Amyloid detected by MRM was confirmed by standard histology in several animals from the older (4 mo) cohort (Figure 2b). As predicted from earlier studies, DBL mice that had overexpressed APP for 4 months carried a mild amyloid burden across the forebrain. In contrast, no amyloid or other histological abnormalities were found in the age-matched single transgenic controls.
A regional brain template derived from adult C57BL/6J mice was used for segmenting the T1 data sets from DBL and age-matched TTA mice into 33 major structures (Figure 3). The atlas based segmentation relies on automated registration which aligned well strong anatomical features such as the hippocampal layers and the anterior commissure; although the presence of randomly positioned amyloid lesions altered the contrast of images from the older DBL mice, it did not appear to affect the quality of atlas registration.
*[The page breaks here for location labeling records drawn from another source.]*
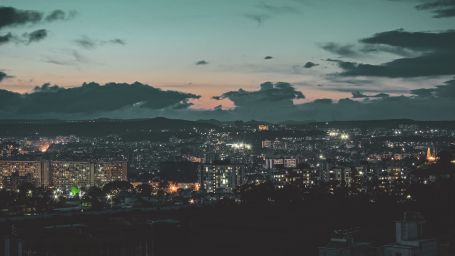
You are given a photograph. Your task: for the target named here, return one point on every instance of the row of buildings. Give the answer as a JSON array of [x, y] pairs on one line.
[[61, 174], [409, 241]]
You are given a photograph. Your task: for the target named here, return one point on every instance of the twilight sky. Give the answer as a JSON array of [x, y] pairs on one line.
[[237, 59]]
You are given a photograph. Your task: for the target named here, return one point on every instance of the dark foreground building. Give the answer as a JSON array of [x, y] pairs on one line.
[[109, 237]]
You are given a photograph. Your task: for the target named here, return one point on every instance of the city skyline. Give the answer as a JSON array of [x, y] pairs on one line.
[[242, 60]]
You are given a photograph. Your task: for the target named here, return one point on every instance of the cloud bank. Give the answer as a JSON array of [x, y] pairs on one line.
[[271, 102]]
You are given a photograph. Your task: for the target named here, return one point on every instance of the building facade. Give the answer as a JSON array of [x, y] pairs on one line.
[[220, 178], [61, 174]]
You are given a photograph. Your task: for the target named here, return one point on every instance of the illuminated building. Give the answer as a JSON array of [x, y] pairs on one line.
[[220, 178], [65, 174], [271, 163], [263, 127], [266, 144], [61, 174], [431, 156], [240, 145], [12, 173], [105, 172]]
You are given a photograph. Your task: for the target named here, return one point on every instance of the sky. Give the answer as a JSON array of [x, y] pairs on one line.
[[238, 59]]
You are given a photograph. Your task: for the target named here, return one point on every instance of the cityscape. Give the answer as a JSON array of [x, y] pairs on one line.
[[178, 166], [241, 127]]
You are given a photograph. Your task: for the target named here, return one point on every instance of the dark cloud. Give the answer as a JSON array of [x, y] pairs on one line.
[[10, 16], [276, 9], [364, 49], [3, 76], [271, 101], [90, 43], [117, 41], [419, 41], [440, 8], [358, 94], [35, 36], [86, 42], [56, 15], [258, 18], [60, 15], [266, 11], [436, 55], [69, 59], [310, 64], [90, 99], [6, 38], [347, 50], [201, 62]]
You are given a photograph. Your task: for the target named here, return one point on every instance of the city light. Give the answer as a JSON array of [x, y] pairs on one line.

Segmented regions ranged in volume from a minimum of 0.2–0.6 mm 3 for the interpeduncular and laterodorsal thalamic nuclei, to a maximum of ~149–175 mm3 for the cortex (Figure 4).
The most overt change in brain volume between the Alzheimer’s DBL mice and their TTA siblings was a decrease of ~5–6% overall brain volume. Importantly, this reduction was apparent prior to the formation of amyloid, and persisted after its appearance in the older animals (young DBL (490.83 ± 17.49 mm3) vs. young TTA (515.44 ± 19.02 mm3); p<0.04, ci=[−48.11, −1.11]; old DBL (508.62±19.80 mm3) vs. old TTA (541.08±13.19 mm3); p<0.007, ci=[−54.10, −10.83]; Figure 5). The change in overall brain size was accompanied by a 6% reduction in cortical volume (young DBL (157.10 ± 6.99 mm3) vs. young TTA (166.39 ± 6.41 mm3); p<0.03, ci=[−17.28, −1.3]; old DBL (160.48±6.56 mm3) vs. old TTA (168.82± 3.52 mm3); p<0.02, ci=[−15.11, −1.58]).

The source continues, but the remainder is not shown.